Every evening, Herdy gets fed with 1p, 2p, 5p and £2 coins. DH and I have been collecting them since 1999. We have larger containers for them than Herdy but they were put into storage when we started the building work in March so Herdy came into play. Today, we emptied a very full Herdy.
It took quite a bit of shaking.
And the £2 coins kept getting in the way.
As you can see from the picture with DH's hand, Herdy is not huge. Even so, he contained:
£94 x £2 coins
£3.50 x 5p coins
£2.28 x 1p and 2p coins
A grand total of £99.78p, which has now been added to these:
When full, we'll bag them, tag them and take them to the bank.

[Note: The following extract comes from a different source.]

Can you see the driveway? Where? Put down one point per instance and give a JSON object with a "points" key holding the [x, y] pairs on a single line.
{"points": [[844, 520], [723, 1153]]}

The coppers jar holds about £22 when full. The 5p jar has never been emptied, was last counted at 3/4 full and held around £90 then. (Oh, and it weighed in at 20lb today.) The Maltesers money box holds £600 and is known as the "running away fund" (it goes towards holidays).
Because we fill these in tiny increments, this is money we don't miss. We do have one rule we (almost always) apply - if you get one of these coins, don't spend it; take it home to feed Herdy. When we started the collection, I was inspired by a story told by the Australian finance guru, Noel Whittaker, about a client of his, a single mum living on benefits who saved enough for a deposit on a home for her family. She did it by applying one rule: never spend a $5 bill.* When the £2 coin came out, I decided to do the same with that. It's a good rule - we've saved well over £2,000 of holiday money that way.
* When my sister was a mortgage broker, she had a client in almost identical circumstances who did something similar. In her client's case, she'd realised that every time she went shopping and decided to buy a "little treat" for herself, it cost about $5. One day, she had a lightbulb moment and realised that if she saved all those $5 treats, she could save enough for a down payment on a home. And so she did.